Nous nous promenons dans les allées du grand bazar Osh, une sorte de souk où nous pouvons absolument tout acheter, des débroussailleuses aux saucissons de cheval, en passant par les instruments traditionnels et les vêtements. Les allées animées et les transactions entre vendeurs et acheteurs nous livrent un véritable spectacle.
Nous terminons notre court séjour dans un restaurant traditionnel où nous goûtons à notre dernier lagman, le plat traditionnel kirghize.
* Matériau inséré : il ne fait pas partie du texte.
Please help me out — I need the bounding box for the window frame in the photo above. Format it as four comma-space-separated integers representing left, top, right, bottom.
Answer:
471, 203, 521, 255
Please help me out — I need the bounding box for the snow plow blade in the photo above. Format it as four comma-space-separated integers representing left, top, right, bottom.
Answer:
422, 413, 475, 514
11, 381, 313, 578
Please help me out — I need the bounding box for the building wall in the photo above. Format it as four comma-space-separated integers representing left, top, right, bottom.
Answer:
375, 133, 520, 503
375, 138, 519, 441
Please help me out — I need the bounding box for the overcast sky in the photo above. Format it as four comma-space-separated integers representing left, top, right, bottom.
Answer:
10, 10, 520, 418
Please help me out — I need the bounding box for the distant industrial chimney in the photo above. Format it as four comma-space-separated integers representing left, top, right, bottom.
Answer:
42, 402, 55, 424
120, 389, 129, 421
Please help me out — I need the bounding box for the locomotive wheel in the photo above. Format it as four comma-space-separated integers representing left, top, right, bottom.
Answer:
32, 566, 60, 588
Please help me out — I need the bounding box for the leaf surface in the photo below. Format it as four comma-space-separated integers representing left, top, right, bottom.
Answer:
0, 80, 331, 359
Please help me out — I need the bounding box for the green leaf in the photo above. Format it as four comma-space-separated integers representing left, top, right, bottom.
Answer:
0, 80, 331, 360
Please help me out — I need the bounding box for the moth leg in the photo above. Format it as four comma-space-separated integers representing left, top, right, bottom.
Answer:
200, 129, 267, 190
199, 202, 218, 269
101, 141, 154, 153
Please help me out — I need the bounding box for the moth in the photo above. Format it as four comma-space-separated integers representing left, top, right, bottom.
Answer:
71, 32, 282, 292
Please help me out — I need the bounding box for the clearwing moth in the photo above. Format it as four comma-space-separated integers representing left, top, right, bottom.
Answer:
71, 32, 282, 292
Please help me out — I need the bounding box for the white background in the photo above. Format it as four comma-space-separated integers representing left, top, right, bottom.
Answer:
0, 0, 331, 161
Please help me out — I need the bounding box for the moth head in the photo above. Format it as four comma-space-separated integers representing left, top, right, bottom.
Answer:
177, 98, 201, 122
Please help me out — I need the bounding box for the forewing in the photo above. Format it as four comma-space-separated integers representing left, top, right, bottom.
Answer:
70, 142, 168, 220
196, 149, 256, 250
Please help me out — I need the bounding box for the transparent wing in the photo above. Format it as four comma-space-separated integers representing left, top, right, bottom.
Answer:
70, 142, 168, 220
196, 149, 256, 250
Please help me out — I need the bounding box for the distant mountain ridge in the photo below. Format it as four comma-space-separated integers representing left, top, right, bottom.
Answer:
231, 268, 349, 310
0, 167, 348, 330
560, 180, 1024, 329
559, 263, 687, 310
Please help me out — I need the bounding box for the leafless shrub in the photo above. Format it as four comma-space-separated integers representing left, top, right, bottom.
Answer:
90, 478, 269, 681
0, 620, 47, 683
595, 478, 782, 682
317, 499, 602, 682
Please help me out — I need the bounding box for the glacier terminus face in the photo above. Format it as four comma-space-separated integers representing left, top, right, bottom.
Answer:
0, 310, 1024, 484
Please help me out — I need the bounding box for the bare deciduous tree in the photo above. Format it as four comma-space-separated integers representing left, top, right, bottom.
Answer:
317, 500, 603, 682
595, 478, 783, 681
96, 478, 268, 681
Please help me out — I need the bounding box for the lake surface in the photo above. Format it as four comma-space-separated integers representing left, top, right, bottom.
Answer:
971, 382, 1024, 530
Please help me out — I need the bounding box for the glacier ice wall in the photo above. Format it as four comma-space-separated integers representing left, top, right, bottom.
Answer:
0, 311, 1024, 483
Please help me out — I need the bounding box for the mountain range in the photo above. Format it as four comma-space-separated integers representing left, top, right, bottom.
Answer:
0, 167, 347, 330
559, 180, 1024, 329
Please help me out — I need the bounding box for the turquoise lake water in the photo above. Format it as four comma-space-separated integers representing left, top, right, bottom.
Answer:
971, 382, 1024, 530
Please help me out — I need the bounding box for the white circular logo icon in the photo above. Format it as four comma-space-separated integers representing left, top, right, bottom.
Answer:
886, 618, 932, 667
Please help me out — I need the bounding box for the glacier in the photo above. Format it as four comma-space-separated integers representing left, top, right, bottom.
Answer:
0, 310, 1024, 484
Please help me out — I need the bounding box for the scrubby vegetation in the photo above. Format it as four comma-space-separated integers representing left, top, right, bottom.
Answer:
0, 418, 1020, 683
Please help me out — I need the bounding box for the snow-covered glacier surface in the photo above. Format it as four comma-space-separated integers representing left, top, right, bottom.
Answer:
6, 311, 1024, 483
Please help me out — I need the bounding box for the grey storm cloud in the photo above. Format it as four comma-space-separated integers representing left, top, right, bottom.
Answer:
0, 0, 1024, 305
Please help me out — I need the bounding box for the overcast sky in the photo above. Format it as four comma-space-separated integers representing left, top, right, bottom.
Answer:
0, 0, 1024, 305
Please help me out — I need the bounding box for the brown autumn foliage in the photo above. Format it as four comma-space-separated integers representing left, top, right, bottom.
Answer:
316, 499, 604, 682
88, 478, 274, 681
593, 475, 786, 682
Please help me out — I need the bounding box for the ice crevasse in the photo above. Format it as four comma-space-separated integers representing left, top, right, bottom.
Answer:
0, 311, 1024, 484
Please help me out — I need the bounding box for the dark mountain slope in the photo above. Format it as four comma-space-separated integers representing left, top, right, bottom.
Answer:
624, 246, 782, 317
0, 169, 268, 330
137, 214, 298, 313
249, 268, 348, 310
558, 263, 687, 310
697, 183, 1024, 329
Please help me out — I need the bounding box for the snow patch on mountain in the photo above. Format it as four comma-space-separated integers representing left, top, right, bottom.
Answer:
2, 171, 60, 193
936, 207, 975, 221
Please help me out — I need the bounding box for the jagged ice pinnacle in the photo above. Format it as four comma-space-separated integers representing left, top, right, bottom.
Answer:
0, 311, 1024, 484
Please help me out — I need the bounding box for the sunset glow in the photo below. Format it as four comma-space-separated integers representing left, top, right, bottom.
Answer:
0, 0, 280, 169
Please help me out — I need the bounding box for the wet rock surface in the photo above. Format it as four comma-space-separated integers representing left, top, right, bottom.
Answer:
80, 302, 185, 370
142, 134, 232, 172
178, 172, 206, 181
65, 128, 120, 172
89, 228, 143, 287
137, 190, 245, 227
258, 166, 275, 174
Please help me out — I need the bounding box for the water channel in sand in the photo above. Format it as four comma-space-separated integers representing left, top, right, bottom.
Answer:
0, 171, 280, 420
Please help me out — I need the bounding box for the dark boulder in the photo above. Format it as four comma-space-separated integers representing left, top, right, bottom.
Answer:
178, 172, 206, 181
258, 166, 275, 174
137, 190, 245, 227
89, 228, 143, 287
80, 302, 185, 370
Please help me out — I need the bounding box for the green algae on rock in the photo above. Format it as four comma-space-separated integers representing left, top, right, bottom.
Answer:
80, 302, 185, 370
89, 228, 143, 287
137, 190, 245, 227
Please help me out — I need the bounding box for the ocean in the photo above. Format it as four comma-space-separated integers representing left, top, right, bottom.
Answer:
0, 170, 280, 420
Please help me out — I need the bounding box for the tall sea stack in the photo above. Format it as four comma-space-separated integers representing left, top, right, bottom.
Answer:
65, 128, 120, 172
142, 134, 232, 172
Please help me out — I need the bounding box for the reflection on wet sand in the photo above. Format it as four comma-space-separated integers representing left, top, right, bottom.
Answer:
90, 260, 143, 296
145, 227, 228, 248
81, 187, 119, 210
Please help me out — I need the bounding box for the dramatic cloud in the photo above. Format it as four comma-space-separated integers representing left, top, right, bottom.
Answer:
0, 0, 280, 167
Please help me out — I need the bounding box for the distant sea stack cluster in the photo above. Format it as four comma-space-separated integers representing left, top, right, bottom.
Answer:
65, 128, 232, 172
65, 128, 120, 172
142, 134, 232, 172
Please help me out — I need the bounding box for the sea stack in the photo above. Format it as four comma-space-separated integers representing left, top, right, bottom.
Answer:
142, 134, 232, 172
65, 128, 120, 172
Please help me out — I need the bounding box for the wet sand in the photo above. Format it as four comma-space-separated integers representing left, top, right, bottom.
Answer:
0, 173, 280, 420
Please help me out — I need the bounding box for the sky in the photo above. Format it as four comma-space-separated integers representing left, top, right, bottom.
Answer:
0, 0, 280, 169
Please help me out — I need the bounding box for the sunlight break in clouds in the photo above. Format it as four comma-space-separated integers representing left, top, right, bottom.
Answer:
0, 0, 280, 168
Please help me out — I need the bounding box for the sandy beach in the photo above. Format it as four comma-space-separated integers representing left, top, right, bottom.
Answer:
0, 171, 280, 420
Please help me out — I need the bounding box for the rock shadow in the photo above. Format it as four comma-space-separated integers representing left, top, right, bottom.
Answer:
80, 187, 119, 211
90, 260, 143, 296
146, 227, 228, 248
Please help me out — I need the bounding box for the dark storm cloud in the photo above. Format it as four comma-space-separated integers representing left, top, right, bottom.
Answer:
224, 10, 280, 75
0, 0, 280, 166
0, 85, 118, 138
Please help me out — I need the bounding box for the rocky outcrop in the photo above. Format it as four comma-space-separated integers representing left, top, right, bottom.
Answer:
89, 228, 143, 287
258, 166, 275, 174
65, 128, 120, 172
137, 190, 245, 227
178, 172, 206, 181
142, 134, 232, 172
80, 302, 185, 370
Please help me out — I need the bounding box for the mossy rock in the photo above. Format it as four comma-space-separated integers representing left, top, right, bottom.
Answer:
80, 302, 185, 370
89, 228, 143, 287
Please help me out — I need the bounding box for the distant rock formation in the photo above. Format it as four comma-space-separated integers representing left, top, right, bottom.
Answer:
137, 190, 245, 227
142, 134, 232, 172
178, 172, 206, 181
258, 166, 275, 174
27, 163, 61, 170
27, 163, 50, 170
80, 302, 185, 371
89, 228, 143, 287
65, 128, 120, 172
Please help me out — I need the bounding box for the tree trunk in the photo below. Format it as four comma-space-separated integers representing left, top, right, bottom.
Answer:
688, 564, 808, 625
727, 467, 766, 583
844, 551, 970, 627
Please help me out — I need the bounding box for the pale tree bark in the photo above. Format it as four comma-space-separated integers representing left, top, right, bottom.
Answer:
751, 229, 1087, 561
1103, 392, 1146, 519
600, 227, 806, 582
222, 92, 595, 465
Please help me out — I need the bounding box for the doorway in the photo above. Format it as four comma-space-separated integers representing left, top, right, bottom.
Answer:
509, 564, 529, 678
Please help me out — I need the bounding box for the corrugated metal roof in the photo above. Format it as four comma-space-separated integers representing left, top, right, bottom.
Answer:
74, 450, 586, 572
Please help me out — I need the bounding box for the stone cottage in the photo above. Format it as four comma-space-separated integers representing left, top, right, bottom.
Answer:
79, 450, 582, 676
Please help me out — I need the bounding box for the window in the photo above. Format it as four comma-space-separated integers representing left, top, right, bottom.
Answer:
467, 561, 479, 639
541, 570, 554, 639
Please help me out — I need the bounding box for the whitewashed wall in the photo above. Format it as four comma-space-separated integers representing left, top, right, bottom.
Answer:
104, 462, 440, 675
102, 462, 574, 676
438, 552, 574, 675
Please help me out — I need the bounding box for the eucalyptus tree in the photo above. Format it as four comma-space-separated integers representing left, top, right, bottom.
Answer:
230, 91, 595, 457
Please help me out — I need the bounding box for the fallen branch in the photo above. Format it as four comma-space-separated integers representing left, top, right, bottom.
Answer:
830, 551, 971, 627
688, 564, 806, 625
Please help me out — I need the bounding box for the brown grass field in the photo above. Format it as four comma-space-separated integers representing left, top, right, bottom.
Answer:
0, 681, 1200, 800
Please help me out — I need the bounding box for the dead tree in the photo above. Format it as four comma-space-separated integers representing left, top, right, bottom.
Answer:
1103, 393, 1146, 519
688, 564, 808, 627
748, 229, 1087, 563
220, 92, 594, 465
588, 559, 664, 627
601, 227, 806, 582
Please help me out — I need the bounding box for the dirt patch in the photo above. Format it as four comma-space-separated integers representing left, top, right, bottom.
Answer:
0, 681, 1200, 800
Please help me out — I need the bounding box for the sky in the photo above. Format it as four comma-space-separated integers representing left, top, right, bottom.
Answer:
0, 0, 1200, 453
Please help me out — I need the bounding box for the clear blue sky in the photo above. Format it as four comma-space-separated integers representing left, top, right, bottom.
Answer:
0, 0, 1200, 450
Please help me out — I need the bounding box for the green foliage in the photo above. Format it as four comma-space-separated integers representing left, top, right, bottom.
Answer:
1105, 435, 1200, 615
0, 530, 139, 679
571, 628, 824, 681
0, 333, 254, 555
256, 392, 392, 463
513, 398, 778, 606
De ce pays que beaucoup d’occidentaux ne savent même pas situer sur une carte du monde, je retiens la gentillesse de ses habitants et la chaleur de leur accueil. Je retiens les visages, ridés au plissement des yeux, travaillés par la succession des hivers atrocement froids et des étés affreusement chauds, comme enduits par la poussière soulevée aux galops des chevaux et aux passages répétés des camions sur les pistes traversant les immensités désertiques de l’ancienne route de la soie. Je retiens ses paysages contrastés, des ravines rouges sang aux sommets enneigés, en passant par l’azur des immenses lacs d’altitude et par les nuances de vert des steppes caractéristiques d’Asie Centrale. Je retiens ces bâtiments de l’époque soviétique souvent abandonnés. Je retiens ces maisons faites de bric et de broc, à l’aspect délabré, derrière lesquelles certains habitants élèvent encore quelques vaches et plusieurs poules, et cultivent ce dont ils ont besoin pour subsister dans une société où le niveau de vie est resté relativement faible.